But the main topic at Friday's interview session with head coach Thad Matta and the players was the self-imposed postseason ban the university announced on Thursday. The sanctions relate back to former coach Jim O'Brien's admission that he gave more than $6,000 in humanitarian aid to a Serbian recruit, Aleksandar Radojevic.
In announcing the penalty, OSU athletic director Andy Geiger said the program and university could still face more sanctions when the NCAA completes its full investigation, likely sometime during the summer of 2005.
Of course, this news was a big blow to OSU seniors Brandon Fuss-Cheatham, Matt Marinchick and Tony Stockman. Fuss-Cheatham and Marinchick each played in the NCAA Tournament with OSU in 2002. But Stockman, who transferred in after playing two seasons at Clemson, will complete his career without ever playing in an NCAA game.
Thad Matta, in his first year as the OSU coach, hopes the fans get behind his team, even though they will not be eligible for postseason play beyond the Big Ten tournament.
"The one thing I've always said since I've been in Columbus is I've never seen fans more passionate about their team, their Buckeyes and just their love for Ohio State University," Matta said. "My hopes are these people will see these kids competing with great intensity, great passion and have a great understanding for that.
"These are young kids who are representing Ohio State University the best that they can. They're playing a great brand of basketball. Hopefully they will support us and continue to help us build this foundation for our program."
Stockman said he was "upset" over the announcement that OSU had pulled itself out of postseason consideration, but he said it was not unexpected.
"I think we had a good chance of making it to at least one of the tournaments," Stockman said. "But now I'm just trying to stay focused on what we're trying to do for the rest of the season. We want to finish it off good and stay motivated.
"The team talked about making sure we stayed on the right track and just try to make some noise and be the spoiler. We want to show people we would have deserved to play in the tournament. We still have some things to play for."
Stockman admitted it is hard to imagine playing his college career without feeling March Madness.
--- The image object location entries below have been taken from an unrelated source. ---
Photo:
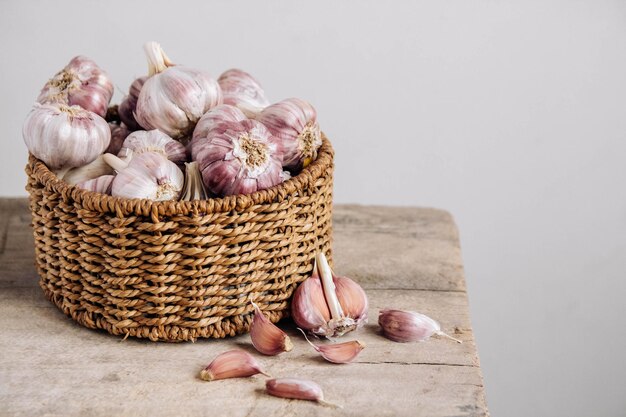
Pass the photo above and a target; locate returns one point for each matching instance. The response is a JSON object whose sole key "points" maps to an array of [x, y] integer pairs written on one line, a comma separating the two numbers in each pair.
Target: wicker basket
{"points": [[177, 271]]}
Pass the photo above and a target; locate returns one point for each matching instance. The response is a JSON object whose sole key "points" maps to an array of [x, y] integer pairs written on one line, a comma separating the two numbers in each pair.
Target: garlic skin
{"points": [[101, 184], [65, 136], [338, 352], [127, 107], [81, 83], [329, 305], [148, 175], [174, 97], [266, 337], [409, 326], [238, 158], [242, 90], [232, 364], [142, 141], [294, 123]]}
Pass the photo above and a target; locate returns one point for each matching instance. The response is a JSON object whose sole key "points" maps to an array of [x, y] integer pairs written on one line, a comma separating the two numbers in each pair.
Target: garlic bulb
{"points": [[101, 184], [142, 141], [294, 122], [119, 132], [127, 107], [148, 175], [328, 306], [65, 136], [409, 326], [81, 83], [174, 97], [240, 89], [238, 158]]}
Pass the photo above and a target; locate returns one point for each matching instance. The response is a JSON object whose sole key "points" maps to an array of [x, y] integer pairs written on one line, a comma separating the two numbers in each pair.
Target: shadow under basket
{"points": [[178, 271]]}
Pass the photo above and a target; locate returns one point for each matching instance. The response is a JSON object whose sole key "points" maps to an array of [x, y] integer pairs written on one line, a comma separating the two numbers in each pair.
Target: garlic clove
{"points": [[266, 337], [409, 326], [232, 364], [338, 352], [295, 388], [101, 184]]}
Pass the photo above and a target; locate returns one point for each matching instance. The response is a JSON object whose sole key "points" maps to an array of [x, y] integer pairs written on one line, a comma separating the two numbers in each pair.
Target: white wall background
{"points": [[511, 115]]}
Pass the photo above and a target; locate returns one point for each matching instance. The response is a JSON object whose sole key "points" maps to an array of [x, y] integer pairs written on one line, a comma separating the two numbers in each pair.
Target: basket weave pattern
{"points": [[177, 271]]}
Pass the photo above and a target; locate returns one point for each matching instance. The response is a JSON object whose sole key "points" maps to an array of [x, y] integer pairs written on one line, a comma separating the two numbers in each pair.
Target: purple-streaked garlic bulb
{"points": [[142, 141], [240, 89], [81, 83], [148, 175], [65, 136], [294, 122], [240, 158], [101, 184], [119, 132], [174, 97], [128, 105]]}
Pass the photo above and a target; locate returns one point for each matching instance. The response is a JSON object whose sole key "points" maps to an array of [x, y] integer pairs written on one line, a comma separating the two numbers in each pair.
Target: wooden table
{"points": [[407, 258]]}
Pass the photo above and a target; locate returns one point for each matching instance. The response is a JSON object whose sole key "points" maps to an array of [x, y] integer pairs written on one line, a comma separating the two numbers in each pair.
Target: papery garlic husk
{"points": [[266, 337], [174, 97], [101, 184], [232, 364], [119, 132], [148, 175], [127, 107], [294, 123], [242, 90], [339, 353], [238, 158], [65, 136], [193, 188], [142, 141], [409, 326], [328, 305], [295, 388], [81, 83]]}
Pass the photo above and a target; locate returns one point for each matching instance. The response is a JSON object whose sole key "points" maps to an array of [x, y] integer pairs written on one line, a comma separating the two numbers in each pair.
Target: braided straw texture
{"points": [[177, 271]]}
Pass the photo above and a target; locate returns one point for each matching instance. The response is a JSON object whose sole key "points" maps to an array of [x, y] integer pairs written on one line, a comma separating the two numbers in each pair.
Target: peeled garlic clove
{"points": [[148, 175], [294, 122], [409, 326], [101, 184], [65, 136], [81, 83], [142, 141], [328, 305], [266, 337], [338, 352], [174, 97], [240, 89], [127, 107], [232, 364], [193, 188], [238, 158], [299, 389]]}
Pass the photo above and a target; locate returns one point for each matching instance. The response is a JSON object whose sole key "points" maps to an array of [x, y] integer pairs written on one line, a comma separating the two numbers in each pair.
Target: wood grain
{"points": [[405, 257]]}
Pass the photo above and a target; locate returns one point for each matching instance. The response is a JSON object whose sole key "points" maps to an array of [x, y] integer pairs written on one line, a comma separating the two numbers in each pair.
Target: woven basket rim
{"points": [[145, 207]]}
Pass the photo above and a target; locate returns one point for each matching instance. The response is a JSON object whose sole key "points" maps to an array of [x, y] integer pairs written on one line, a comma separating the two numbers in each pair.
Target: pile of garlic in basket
{"points": [[224, 133]]}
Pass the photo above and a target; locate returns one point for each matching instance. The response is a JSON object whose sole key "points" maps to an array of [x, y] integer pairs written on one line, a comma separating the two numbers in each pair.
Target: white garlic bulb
{"points": [[81, 83], [65, 136], [294, 122], [238, 158], [174, 97], [142, 141], [240, 89], [148, 175]]}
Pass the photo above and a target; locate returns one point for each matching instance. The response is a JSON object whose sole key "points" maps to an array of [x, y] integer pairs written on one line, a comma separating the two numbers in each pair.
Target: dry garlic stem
{"points": [[409, 326], [232, 364], [266, 337]]}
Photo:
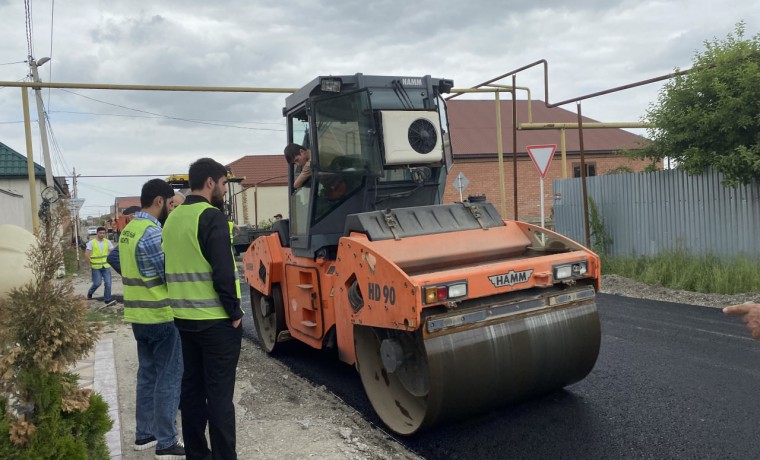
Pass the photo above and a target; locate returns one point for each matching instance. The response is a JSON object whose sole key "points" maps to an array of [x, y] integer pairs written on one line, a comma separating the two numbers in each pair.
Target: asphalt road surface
{"points": [[672, 381]]}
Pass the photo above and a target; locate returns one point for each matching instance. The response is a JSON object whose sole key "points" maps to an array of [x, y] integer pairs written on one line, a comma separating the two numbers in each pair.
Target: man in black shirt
{"points": [[204, 292]]}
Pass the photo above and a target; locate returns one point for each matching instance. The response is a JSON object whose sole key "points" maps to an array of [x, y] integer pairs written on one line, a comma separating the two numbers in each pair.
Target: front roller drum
{"points": [[414, 383], [268, 317]]}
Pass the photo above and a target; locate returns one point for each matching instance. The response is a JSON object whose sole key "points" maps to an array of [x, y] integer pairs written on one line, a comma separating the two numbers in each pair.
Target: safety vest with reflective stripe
{"points": [[146, 300], [98, 256], [188, 273]]}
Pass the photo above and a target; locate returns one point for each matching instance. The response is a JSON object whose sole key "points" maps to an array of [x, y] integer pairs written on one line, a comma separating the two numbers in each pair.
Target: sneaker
{"points": [[173, 452], [147, 443]]}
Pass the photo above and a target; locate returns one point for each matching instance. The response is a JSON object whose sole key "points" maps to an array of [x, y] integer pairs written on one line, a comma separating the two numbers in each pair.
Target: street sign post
{"points": [[75, 204], [461, 183], [542, 157]]}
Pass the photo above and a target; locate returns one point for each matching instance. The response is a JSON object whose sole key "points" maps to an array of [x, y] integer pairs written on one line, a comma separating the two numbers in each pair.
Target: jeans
{"points": [[101, 275], [159, 378], [211, 357]]}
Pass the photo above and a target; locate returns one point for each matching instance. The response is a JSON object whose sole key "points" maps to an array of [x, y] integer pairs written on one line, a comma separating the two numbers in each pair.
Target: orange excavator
{"points": [[445, 310]]}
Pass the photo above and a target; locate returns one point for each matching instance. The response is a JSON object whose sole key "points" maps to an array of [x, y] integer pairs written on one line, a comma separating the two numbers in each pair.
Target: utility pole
{"points": [[41, 116], [76, 216]]}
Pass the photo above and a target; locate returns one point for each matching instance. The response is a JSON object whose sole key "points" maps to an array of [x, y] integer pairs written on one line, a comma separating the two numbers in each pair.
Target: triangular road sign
{"points": [[542, 157]]}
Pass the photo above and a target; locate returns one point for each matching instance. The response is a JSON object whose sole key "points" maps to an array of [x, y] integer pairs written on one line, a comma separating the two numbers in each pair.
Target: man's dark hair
{"points": [[202, 170], [154, 188], [292, 151]]}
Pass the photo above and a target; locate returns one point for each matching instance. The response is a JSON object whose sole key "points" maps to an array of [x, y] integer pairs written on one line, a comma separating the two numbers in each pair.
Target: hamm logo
{"points": [[511, 278]]}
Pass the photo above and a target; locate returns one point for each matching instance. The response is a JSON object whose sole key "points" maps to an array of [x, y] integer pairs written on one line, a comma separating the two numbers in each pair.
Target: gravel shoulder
{"points": [[280, 415], [618, 285]]}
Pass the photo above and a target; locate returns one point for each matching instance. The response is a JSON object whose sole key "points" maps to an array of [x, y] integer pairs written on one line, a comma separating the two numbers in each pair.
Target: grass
{"points": [[680, 270], [110, 318]]}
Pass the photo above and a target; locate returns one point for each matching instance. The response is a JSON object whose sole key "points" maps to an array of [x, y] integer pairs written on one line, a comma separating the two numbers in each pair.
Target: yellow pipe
{"points": [[585, 125], [526, 89], [30, 161], [563, 150], [217, 89], [500, 152]]}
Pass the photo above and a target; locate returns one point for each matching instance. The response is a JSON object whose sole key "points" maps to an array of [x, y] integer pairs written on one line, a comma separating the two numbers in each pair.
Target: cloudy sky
{"points": [[591, 45]]}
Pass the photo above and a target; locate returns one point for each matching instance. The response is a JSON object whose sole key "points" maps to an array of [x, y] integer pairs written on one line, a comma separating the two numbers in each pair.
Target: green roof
{"points": [[13, 164]]}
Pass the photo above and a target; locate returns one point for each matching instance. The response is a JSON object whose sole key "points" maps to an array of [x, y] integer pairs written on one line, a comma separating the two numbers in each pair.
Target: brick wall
{"points": [[483, 176]]}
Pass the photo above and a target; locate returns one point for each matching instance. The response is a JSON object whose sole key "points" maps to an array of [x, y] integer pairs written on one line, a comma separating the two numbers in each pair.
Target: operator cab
{"points": [[376, 142]]}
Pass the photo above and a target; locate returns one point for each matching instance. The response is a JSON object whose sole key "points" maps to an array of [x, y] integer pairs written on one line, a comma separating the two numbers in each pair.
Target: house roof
{"points": [[267, 170], [124, 202], [473, 129], [13, 164]]}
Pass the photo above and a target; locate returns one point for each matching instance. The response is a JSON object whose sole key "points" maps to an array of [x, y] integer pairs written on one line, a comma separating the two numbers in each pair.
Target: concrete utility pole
{"points": [[41, 116]]}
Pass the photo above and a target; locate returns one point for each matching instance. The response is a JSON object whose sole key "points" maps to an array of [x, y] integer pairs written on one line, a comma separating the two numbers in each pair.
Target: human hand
{"points": [[750, 313]]}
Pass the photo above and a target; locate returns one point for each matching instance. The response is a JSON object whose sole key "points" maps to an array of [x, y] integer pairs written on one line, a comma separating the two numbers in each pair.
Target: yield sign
{"points": [[542, 156]]}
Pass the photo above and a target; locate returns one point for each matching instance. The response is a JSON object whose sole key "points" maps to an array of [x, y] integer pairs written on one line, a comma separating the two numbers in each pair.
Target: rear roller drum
{"points": [[414, 383], [268, 317], [394, 372]]}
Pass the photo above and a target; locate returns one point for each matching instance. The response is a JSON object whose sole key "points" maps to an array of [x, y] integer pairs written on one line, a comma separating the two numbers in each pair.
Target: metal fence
{"points": [[645, 213]]}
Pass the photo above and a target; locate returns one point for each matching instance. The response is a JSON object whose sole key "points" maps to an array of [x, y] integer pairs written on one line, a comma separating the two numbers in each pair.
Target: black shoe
{"points": [[173, 452], [142, 444]]}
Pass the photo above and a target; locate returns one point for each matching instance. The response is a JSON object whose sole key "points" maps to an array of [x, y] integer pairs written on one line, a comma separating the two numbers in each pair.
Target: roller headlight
{"points": [[443, 292], [571, 270]]}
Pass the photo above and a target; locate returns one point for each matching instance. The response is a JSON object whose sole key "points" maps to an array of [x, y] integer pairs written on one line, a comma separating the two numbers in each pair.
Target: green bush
{"points": [[43, 332], [678, 269]]}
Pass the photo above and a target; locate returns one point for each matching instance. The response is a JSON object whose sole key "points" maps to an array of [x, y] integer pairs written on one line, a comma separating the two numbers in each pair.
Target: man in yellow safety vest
{"points": [[95, 253], [140, 260], [204, 292]]}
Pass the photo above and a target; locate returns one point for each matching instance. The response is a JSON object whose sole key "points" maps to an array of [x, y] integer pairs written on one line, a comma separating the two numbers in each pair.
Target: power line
{"points": [[123, 175], [158, 116], [187, 120], [50, 67], [28, 18]]}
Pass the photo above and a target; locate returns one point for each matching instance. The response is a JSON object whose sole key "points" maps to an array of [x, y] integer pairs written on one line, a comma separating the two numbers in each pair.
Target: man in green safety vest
{"points": [[140, 260], [95, 253], [204, 292]]}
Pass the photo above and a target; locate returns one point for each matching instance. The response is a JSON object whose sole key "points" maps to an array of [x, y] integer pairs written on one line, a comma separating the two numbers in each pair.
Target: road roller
{"points": [[446, 310]]}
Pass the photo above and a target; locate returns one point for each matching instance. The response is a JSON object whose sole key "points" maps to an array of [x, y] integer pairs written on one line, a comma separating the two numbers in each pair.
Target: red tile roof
{"points": [[267, 170], [473, 129], [124, 202]]}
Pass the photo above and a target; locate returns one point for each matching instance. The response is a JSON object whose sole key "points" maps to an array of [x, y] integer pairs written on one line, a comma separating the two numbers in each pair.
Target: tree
{"points": [[711, 115]]}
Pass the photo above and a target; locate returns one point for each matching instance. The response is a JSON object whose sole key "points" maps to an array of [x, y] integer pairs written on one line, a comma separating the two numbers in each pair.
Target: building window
{"points": [[590, 169]]}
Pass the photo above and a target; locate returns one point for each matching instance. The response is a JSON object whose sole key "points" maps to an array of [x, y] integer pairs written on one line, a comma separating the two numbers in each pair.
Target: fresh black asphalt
{"points": [[672, 381]]}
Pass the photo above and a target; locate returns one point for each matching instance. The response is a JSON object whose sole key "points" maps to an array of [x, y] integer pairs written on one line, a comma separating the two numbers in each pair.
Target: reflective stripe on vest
{"points": [[146, 300], [98, 256], [188, 273]]}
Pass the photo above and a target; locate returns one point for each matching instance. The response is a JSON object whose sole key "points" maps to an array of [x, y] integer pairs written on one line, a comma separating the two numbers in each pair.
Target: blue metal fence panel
{"points": [[645, 213]]}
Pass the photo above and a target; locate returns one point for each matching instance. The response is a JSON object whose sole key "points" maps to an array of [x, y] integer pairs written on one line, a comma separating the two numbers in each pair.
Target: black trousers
{"points": [[210, 356]]}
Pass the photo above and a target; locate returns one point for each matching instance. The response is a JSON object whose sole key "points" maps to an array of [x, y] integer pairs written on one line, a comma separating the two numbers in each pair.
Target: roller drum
{"points": [[473, 370]]}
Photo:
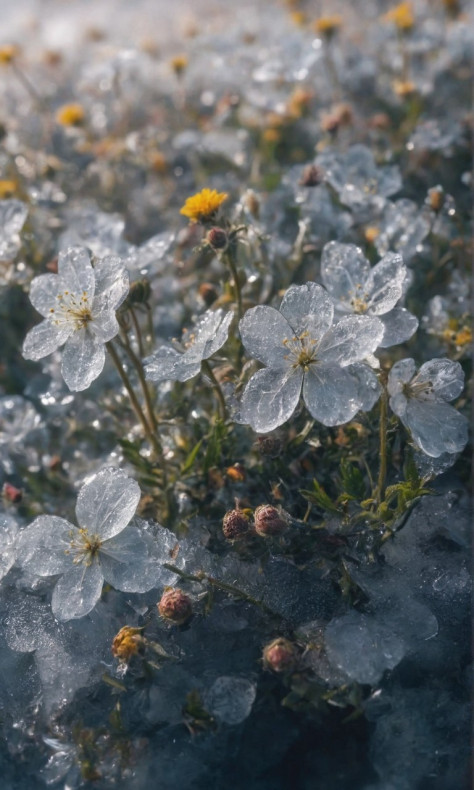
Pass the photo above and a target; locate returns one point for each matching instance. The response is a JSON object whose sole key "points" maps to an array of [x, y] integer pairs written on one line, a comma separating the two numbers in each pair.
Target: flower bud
{"points": [[269, 521], [280, 655], [175, 606]]}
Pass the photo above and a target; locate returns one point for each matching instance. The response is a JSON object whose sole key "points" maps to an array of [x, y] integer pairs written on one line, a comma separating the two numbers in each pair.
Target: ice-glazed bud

"I never got to play in it and I'm going to end my career like that," Stockman said. "That is upsetting. But there's nothing I can do about it. It's not like if I get mad it will change. We just need to do the best we can and try to do something in the Big Ten tournament.
"You want to play in the NCAA because that's where the elite teams are and everybody raises their game when they get there."
OSU captain Terence Dials got a medical redshirt two years ago or he would be a senior now. He said he sympathized with Stockman's plight.
"Especially for Tony Stockman, this is hard because he hasn't been to the NCAA," Dials said. "I feel bad for all of the seniors. This was their year to go out and have fun and try to play for something.
"Certain things can pull a team together. Hopefully, this is one of those things. Now we can play the role of the spoiler and spoil a lot of teams' big dreams. We can at least still go out and try to win the Big Ten regular season championship and the tournament championship. I can remember when we did both of those things in 2002 and it was a lot of fun.
"Coach Matta talked that he still wants to win 20 games. He said on Selection Sunday he wants to hear them say, `If those Buckeyes were in there, they would have done something.' "
OSU (5-2) returns to action by hosting Portland State (4-3) on Saturday. The Buckeyes have not played since a Dec. 1 loss at Clemson.
"Hopefully, we've worked on some areas that we felt needed some improvement coming out of the Clemson game," Matta said. "It was good to take the time off with finals. I give our guys some credit. I think we've gotten better with the time off we had.
"I think our guys are anxious to get out and play a game. It's been a long time since we've been here at the Schottenstein Center."